Un total de 12 overs produjeron tres terrenos para 81 carreras a una tasa de economía de 6,75, un margen que enfatizó su creciente control y confiabilidad.
Rashid sigue siendo la carta de triunfo, capaz de contener el impulso y generar avances en momentos cruciales.
Es posible que el googly del experimentado lanzador de piernas haya sido bien estudiado por los bateadores de la oposición, pero sigue siendo un arma poderosa, como descubrió el capitán de Sri Lanka, Dasun Shanaka, cuando quedó atrapado saltando en la pierna.
El giro del brazo izquierdo de Dawson proporciona un control muy necesario en el medio, ralentizando su ritmo contra zurdos y diestros, mientras que Jacks continúa madurando como una opción de bolos y usa bien sus ángulos.
Brook tiene muchas opciones a las que apuntar incluso si el campo no se vuelve grande.
Una pequeña preocupación para Inglaterra, a menos de una semana del gran torneo, es que su boliche no está funcionando bien.
Esa advertencia viene con la admisión de que la superficie del Pallekele International Cricket Stadium es una superficie usada con muy poco margen de error.

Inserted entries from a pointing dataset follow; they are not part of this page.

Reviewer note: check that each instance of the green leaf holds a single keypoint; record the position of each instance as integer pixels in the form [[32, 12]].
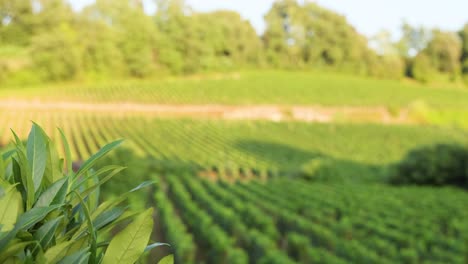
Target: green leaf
[[78, 257], [95, 157], [37, 155], [23, 169], [129, 244], [101, 171], [57, 252], [10, 208], [13, 250], [33, 216], [48, 196], [45, 234], [91, 230], [167, 260], [107, 217], [54, 167], [67, 152], [155, 245], [2, 169], [26, 221], [91, 189]]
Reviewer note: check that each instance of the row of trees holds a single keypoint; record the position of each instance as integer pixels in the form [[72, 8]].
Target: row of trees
[[118, 37]]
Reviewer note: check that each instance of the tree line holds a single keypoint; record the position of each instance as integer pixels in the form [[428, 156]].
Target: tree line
[[116, 37]]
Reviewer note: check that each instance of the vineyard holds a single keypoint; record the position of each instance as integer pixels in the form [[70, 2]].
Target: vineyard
[[257, 191], [287, 221], [253, 88]]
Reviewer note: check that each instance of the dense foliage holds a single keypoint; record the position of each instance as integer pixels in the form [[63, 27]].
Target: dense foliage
[[441, 164], [51, 217], [281, 88], [294, 221], [107, 38]]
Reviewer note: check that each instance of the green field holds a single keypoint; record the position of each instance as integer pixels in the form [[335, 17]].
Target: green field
[[231, 191], [249, 88]]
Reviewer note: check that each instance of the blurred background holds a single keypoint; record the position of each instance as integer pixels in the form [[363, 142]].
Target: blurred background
[[276, 131]]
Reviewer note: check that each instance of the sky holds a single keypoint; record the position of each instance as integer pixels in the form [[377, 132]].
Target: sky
[[367, 16]]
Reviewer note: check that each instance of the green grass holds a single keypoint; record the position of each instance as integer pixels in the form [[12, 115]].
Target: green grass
[[260, 87], [241, 143], [313, 222]]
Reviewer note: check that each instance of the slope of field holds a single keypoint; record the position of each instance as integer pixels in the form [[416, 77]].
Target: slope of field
[[250, 144], [253, 88], [294, 221]]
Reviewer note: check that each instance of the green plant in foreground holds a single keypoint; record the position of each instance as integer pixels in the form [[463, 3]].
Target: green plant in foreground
[[48, 216]]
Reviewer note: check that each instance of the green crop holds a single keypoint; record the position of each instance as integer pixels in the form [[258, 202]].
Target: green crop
[[48, 216]]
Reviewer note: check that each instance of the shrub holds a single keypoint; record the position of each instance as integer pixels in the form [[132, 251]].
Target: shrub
[[48, 216], [440, 164], [422, 68]]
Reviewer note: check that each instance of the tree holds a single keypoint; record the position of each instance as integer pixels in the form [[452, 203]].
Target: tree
[[16, 20], [464, 55], [56, 54], [444, 51], [129, 29], [422, 68], [309, 35], [414, 40]]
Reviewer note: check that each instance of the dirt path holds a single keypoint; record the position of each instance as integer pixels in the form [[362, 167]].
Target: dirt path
[[255, 112]]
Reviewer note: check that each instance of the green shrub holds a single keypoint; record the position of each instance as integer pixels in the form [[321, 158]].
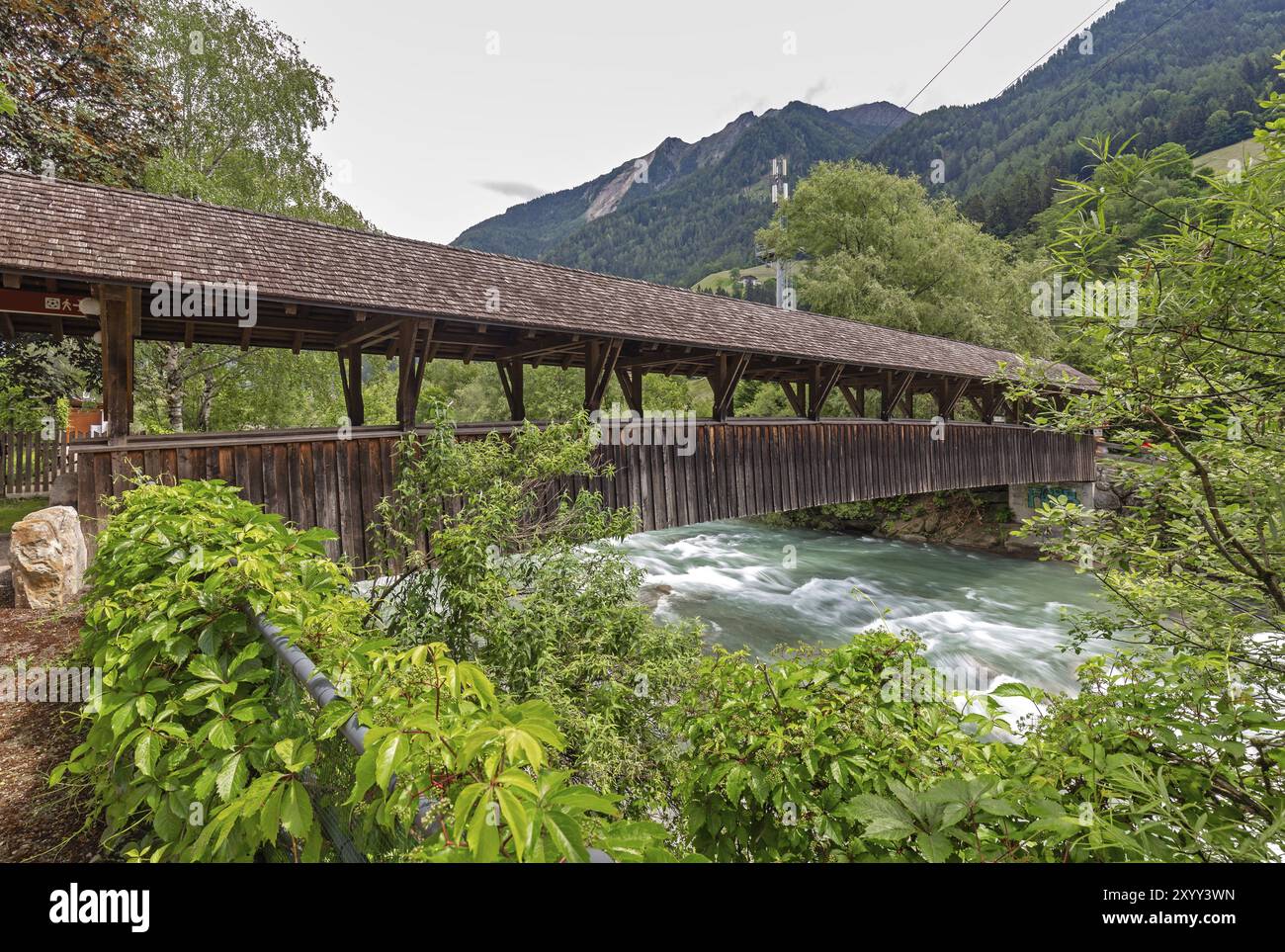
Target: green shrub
[[194, 751], [839, 755], [512, 583]]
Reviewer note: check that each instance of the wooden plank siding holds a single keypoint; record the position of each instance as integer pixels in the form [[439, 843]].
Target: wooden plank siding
[[739, 468]]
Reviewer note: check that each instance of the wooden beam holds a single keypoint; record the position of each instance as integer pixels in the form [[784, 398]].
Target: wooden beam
[[727, 374], [856, 397], [538, 351], [992, 402], [117, 346], [510, 380], [796, 395], [350, 374], [411, 347], [600, 360], [368, 331], [631, 386], [820, 387], [406, 398], [949, 397], [892, 389]]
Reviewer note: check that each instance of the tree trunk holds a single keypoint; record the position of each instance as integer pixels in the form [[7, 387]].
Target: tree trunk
[[174, 386], [207, 398]]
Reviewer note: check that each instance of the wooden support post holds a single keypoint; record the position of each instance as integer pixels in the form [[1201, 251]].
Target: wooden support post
[[411, 361], [407, 397], [892, 390], [350, 374], [949, 395], [599, 365], [631, 386], [818, 390], [117, 344], [856, 397], [724, 380], [510, 380], [796, 395]]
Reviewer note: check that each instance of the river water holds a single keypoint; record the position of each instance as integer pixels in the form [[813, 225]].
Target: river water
[[761, 587]]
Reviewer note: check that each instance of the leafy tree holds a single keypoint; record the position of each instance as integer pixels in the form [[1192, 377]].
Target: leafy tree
[[197, 750], [879, 249], [1163, 71], [78, 99], [1167, 194], [248, 104], [1193, 385], [861, 754]]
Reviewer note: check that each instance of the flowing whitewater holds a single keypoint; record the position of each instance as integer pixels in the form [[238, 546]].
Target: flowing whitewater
[[761, 587]]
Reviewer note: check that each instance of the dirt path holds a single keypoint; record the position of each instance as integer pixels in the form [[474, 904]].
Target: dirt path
[[38, 822]]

Sin embargo, Jamie Overton tuvo problemas con su longitud, mientras que Curran, recién salido de un costoso hat-trick en el primer partido T20, fue sorprendentemente poco convincente después de conceder 14 carreras en el primer partido.
A Archer le fue un poco mejor, recogiendo dos ventanillas a pesar de haber sido atacado desde el principio, y Nissanka lo derribó del suelo en la apertura.
Sin embargo, Archer se recuperó bien para jugar eficazmente hasta la muerte, ya que Sri Lanka registró un total de más de 200.